The GSE student adoption of the open access policy comes at a time of growing concern that trends in the scholarly publishing system, including the dramatic increases in the costs of journals, are not ensuring maximum public access to current research. The new policy follows a similar motion passed unanimously by GSE faculty in 2008, which made GSE the first education school in the nation to enact a mandatory open access policy for faculty. That motion, however, did not apply to works authored by GSE students.
"I felt that faculty policies and mandates did not voice the student's perspective," said Alperin, a fourth-year doctoral student whose research examines open access and scholarly publishing in Latin America.
"What a great thing to see the next generation of scholars here at the GSE commit themselves to sharing with the public and scholars everywhere what they are learning through their research,” said John Willinsky, the Khosla Family Professor of Education who helped present the open access proposal to GSE faculty in 2008. “This demonstration of leadership and vision bodes well for the advancement of learning, while this expression of concern for public education might well serve as a model for faculty and students elsewhere.”

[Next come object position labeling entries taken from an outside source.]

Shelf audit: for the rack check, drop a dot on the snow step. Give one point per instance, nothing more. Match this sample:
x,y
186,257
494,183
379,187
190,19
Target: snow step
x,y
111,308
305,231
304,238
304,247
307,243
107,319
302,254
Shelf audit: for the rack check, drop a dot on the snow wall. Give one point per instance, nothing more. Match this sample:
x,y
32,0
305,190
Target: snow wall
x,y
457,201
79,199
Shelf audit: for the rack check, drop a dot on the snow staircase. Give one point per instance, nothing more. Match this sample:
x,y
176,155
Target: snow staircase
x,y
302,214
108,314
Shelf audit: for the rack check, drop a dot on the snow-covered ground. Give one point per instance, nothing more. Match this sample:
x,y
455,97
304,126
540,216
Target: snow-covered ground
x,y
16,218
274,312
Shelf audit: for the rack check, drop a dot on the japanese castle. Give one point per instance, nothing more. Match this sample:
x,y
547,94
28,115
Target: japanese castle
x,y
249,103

Prior to the student vote, Alperin circulated the proposed policy, as well as a list of additional resources about open access. Eamonn Callan, professor and dean of student affairs, and Priscilla Fiden, assistant dean of academic services, co-sponsored a lunchtime informational meeting and Q&A session for students to learn more about the implications of the proposed open access policy and details on how it would work. A confidential online vote, held during the week of May 21 for all GSE doctoral students, resulted in a resounding 95 percent voting in favor of the motion, with a 59 percent turnout rate.

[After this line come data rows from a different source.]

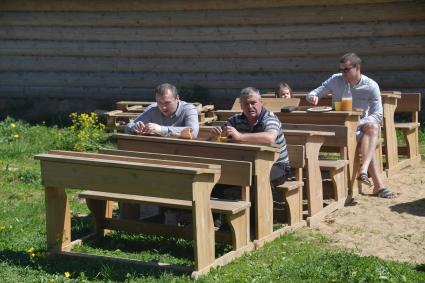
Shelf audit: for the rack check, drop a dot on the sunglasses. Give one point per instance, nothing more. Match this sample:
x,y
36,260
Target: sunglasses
x,y
345,70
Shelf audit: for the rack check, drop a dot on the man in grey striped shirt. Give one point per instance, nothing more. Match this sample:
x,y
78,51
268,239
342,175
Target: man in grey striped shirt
x,y
167,117
258,125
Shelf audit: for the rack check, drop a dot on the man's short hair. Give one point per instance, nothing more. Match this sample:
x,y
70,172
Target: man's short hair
x,y
162,89
250,91
352,57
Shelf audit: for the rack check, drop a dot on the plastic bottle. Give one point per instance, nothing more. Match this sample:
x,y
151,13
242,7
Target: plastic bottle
x,y
347,99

Alperin said he was met with little resistance from fellow students when he spoke to them about the need for open access. The debate about open access, he observed, appears to be a non-issue among students.
"Students already expect that everything they read and write will be freely available," said Alperin. "Perhaps it is the culture of openness or a result of growing up in the digital age, but for students, making research free to the public makes perfect sense. How could it be otherwise?"
While the majority of doctoral students he spoke with expressed support for open access, Alperin said many students — particularly those without publishing experience — held misconceptions about academic publishing and how it is financed. An open student discussion about the open access proposal, Alperin said, helped dispel those myths and clarify student concerns.
Following passage of the proposal, changes were made to the online archive to allow students to upload working papers and publish articles on their own, including works they have co-authored with faculty members. Students can now use the same author's addendum prepared for the faculty policy when signing copyright agreements with publishers. Efforts are underway to publicize the new open access policy in various GSE student materials, as well as through brief informational segments for all incoming classes.
To date, the open archive contains nearly 100 articles and issue briefs authored by GSE faculty, staff and students. Research covers a broad range of topics, including early literacy instruction, race and equity, professional teacher development, teacher evaluation, learning disabilities, environmental education, and educational neuroscience.